You can see all those factors at work in the Bay Area, where high-tech start-ups are increasingly sprouting and expanding across San Francisco and bulldozers are rolling again in the millionaire bedroom communities east of Oakland.
The region and the state are flush with venture capital, which is financing the growth of companies such as Sifteo, a next-generation video-game maker of sorts housed in a converted warehouse on the south end of San Francisco.
Sifteo co-founders Dave Merrill and Jeevan Kalanithi created a gaming system consisting of small cubes that players shake, touch and bump together to complete puzzles. The company sells its system online and in stores for about $130 for a set of three cubes; its staff of 27 has overgrown its office, where commuting bikes hang on the walls and electronic components spill over desks.
Merrill and Kalanithi hold PhDs from the MIT Media Lab. They’ve secured nearly $14 million in funding from investors since 2009. They hired 10 people last year and plan to add five more this year. They just acquired more office space to house their growing team. It was a fight for the space — the building is nearly full of companies — but Merrill says nowhere in the country would be a better home for Sifteo because of the concentration of engineering talent in the Bay Area.
Ask Merrill what he worries might disrupt his business in the next year, and he ticks off a list: Political changes in China that might raise the cost of manufacturing products there. A plunge in consumer confidence in America. A rapid decline of big-box retailers that stock his products.

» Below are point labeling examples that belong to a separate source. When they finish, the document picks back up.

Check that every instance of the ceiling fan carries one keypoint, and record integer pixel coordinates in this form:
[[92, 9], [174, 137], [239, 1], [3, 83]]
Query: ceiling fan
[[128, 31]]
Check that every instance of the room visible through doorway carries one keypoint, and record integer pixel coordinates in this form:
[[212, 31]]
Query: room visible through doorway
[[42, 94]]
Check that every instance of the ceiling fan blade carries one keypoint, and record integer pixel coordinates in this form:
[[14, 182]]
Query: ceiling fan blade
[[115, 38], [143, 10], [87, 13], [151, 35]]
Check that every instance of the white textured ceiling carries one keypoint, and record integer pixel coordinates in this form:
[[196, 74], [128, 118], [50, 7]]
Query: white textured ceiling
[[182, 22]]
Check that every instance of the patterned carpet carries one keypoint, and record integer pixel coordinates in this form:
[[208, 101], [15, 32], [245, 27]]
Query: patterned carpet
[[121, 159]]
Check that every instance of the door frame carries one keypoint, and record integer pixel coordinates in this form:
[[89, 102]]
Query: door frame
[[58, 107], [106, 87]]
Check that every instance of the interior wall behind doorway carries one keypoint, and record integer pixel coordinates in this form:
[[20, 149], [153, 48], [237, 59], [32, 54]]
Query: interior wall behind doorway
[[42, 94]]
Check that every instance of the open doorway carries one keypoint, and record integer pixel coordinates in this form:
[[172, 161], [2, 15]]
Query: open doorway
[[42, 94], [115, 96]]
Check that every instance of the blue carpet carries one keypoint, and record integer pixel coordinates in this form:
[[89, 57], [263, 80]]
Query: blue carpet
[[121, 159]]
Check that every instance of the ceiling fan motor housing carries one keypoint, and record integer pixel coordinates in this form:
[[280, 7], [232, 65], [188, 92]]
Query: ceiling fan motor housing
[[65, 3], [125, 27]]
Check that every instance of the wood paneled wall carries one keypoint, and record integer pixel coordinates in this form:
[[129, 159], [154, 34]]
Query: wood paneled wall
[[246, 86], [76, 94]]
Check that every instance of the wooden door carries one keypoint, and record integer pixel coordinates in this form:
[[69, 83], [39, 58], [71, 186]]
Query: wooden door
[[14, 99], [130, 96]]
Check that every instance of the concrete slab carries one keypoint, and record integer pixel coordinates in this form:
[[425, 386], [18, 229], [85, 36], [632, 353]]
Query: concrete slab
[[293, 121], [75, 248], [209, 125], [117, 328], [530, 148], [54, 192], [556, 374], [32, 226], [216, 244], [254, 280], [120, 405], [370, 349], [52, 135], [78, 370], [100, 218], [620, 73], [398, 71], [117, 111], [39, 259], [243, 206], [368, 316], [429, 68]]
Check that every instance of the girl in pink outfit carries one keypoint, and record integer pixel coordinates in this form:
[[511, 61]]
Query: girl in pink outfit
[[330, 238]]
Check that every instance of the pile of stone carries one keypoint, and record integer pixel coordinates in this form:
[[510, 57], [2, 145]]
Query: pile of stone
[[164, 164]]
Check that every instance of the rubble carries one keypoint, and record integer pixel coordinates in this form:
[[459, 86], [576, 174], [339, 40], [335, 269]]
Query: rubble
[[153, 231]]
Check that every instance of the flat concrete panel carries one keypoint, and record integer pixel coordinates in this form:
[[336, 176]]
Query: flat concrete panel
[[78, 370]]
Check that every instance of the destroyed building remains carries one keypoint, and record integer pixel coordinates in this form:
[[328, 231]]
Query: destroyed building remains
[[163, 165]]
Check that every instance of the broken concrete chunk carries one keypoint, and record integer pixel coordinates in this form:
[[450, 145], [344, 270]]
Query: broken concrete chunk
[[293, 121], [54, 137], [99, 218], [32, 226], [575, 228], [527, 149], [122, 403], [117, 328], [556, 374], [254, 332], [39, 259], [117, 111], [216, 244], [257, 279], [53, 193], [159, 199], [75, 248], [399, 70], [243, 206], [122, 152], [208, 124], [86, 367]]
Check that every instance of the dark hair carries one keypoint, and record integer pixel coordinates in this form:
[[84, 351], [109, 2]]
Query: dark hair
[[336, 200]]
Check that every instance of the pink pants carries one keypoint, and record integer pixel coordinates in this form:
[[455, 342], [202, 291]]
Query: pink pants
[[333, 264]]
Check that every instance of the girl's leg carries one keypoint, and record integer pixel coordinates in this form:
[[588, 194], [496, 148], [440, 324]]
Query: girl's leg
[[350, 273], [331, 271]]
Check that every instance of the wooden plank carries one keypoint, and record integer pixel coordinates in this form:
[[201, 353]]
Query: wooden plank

He does not worry, he says, about tax increases.
Standard economic models hold that tax increases reduce growth. Some Republican governors are hoping that California’s hikes will drive companies and wealthy people to other states. Texas Gov. Rick Perry has openly courted California firms, and Ohio Gov. John Kasich just announced plans to do the same.
But many Golden State economists say the tax hikes won’t drive away companies. A Stanford University study last year found no link between tax rates and wealthy Californians’ decisions to leave the state, and the state has a history of tax increases not affecting growth, including under a Republican governor — Ronald Reagan.
“The evidence is, from past tax increases, that it makes very little difference,” said Jerry Nickelsburg, a senior economist at the UCLA Anderson Forecast, who predicts only a slight scrape to state growth from the new rate increases. Since 1967, he added, tax hikes and cuts in the state have had a “second-order effect” on growth.
The bigger threat, other economists say, might be another run-up of housing prices, especially where the innovators live.
Housing prices are a much bigger factor in most people’s budgets than state tax rates, said Jed Kolko, chief economist for the online real estate site Trulia. If home prices rise quickly, he said, they constrain growth more than taxes do: “The skilled workforce that California presents as an advantage,” Kolko said, “is also threatened by higher housing prices.”
Data suggest the threat is growing. Trulia reports homes sold for 10 percent more in California in January than they did the year before, with San Jose and Oakland the two hottest markets. That was double the rate of increase for the nation as a whole.